— Vancouver #Canucks (@Canucks) July 27, 2021
Conor Garland Inks Five-Year Deal With the Vancouver Canucks
The former Arizona Coyotes forward got rewarded for his recent excellent play and will be an important part of the Canucks’ future going forward. The 25-year-old Scituate, MA native has had 47 career goals along with 49 assists in 164 games. Over the past two seasons, Garland had 34 goals and 44 assists in 117 games. In hindsight, he was grossly underpaid when he signed a two-year deal worth just $775,000. In fact, over that period, he proved the most cost-effective forward in the NHL.
However, when the Coyotes were getting serious about trading Oliver Ekman-Larsson, the team needed something to sweeten the deal for Vancouver. Enter Conor Garland. While the Coyotes seemed to approve of his improved play, paying him a deserved raise wasn’t in their interest.
That was entirely evident after Garland’s agent presented the Coyotes general manager Bill Armstrong with two contract proposals back in May; the team had no response.

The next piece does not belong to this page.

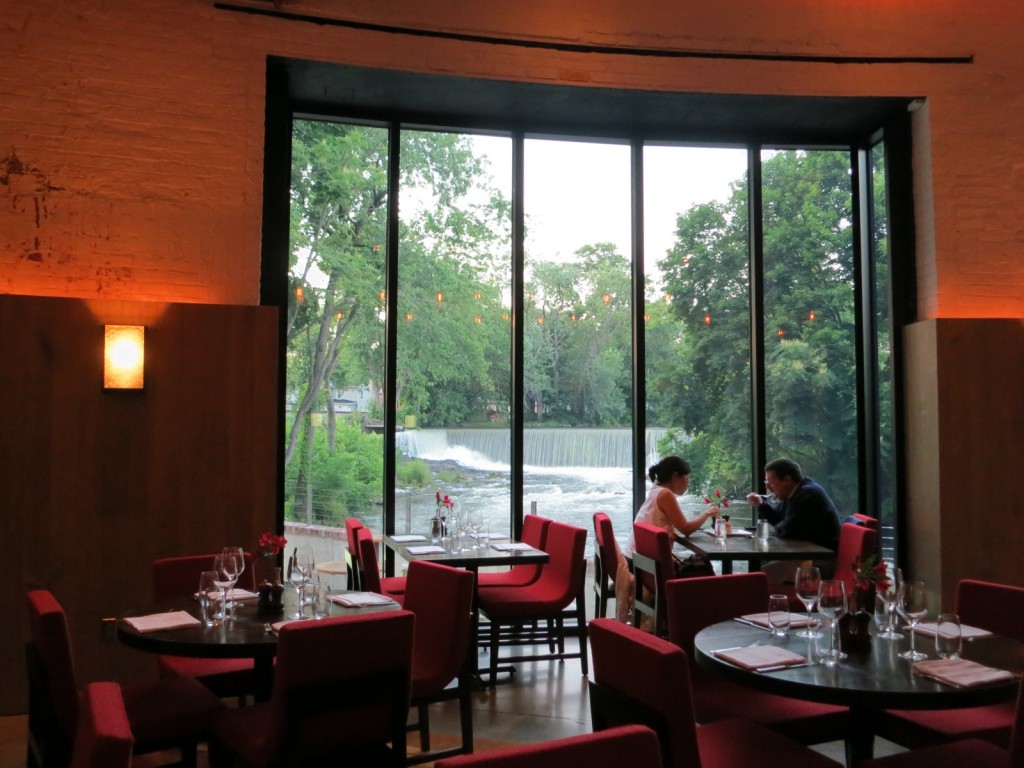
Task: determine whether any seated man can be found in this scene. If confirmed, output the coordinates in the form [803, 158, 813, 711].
[746, 457, 840, 584]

As a result, it became obvious that they didn’t intend to keep him on the roster. But it shouldn’t surprise many. Even in the lead-up to the trade deadline in 2021, talks were already ongoing. Potential contenders like the Boston Bruins seemed interested in adding him to their arsenal, but that never quite got over the line.
How Does Garland Add to Vancouver’s Future
It seems that the Canucks needed to add another top-six forward and Garland fit the bill. Whether the trade including OEL would have happened without Garland included in the package is debatable. The Coyotes erased a huge contract obligation to Ekman-Larsson and only had to retain 12 percent of his $8.25 AAV contract which expires in 2027. So, instead of OEL headmanning a pass to Garland in Arizona, he will be doing that in Vancouver instead. Garland became the salary cap’s ‘sacrificial lamb’ in Arizona but he will be a great addition to the Canucks who are already loaded with offensive talent.
Now the big question for Arizona is will they lose season ticket holders’ support, trading one of the fan favourites? After all, the NHL is a business, right?